An Interview With, Karsten M. Keilhack, LL.M. (Cardiff University), HTM Meyer Venn & Partner
What employment-based issues are there during insolvency?
In the self-administration insolvency proceedings of BONITA GmbH, we represented the two Works Councils for Sales and Head Office, as well as the General Works Council in the negotiations on the reconciliation of interests as well as the insolvency social plans for the restructuring-related staff reduction; we also voted on the insolvency plan on behalf of 1,272 employees at the creditors’ meeting on 26 February 2021. Reorganisation-related job cuts are subject to legal regulations in Germany. However, if the employer is already in insolvency proceedings, employees are in a very difficult position when negotiating reconciliations of interests and social plans. It is important here to convince the employer to create prospects for the dismissed employees in order to mitigate the social hardship associated with the dismissals as far as possible. For the head office workers affected by redundancies, for example, we succeeded in convincing the employer to install a transfer company to mitigate the social consequences for the workers affected by the job cuts. For the sales staff made redundant due to branch closures, the employer must look into transfer possibilities to continuing branches.

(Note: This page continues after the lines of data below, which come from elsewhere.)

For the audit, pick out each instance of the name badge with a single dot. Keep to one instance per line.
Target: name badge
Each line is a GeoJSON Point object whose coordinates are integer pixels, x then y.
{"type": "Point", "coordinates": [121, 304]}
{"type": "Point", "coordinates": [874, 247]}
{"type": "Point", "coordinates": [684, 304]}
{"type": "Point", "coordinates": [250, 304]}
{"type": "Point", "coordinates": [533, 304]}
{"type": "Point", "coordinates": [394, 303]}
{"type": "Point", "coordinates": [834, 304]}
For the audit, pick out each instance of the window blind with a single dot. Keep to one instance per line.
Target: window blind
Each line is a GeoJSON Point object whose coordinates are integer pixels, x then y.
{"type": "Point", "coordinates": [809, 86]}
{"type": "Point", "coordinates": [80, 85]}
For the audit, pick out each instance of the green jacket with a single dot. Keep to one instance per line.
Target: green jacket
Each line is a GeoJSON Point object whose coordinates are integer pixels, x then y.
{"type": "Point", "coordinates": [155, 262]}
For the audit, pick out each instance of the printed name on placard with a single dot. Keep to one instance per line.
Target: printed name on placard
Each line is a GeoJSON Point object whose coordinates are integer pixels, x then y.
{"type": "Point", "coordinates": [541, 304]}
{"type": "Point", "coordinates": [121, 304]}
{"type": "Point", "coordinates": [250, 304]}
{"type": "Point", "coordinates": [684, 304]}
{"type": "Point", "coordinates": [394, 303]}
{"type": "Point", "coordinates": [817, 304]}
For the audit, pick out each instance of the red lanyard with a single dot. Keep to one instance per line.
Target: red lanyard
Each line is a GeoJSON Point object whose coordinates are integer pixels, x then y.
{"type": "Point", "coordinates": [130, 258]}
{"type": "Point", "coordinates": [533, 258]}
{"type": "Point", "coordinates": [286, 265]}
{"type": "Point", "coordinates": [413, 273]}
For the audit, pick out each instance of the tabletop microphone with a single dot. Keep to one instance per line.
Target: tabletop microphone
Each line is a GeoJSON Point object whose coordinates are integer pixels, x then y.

When voting on the behalf of employees, how do you ensure all voices are heard?
Voting on behalf of 1,272 employees at a creditor’s meeting is certainly not an everyday occurrence in German insolvency law. Employees mostly do not know their rights in insolvency proceedings. In the case of Bonita, we had the opportunity to work closely with the Works Councils to inform employees of their rights at the creditors’ meeting and offering them a concrete way to exercise their voting rights there.
Further to the above, why is this a rarity in insolvency proceedings? What rights do employees have?
Basically any employee who has a claim against his employer has a voting right in the creditor’s meeting. However, in practice barely a handful of employees attend such meetings in order to exercise their voting rights. In the case of Bonita, we were lucky that all members of the Works Council were very committed to their function and thus organised the collection of powers of attorney for the creditors meeting. And so it happened that we were able to vote on behalf of 1,272 employees at the decisive creditors’ meeting on 26 February 2021.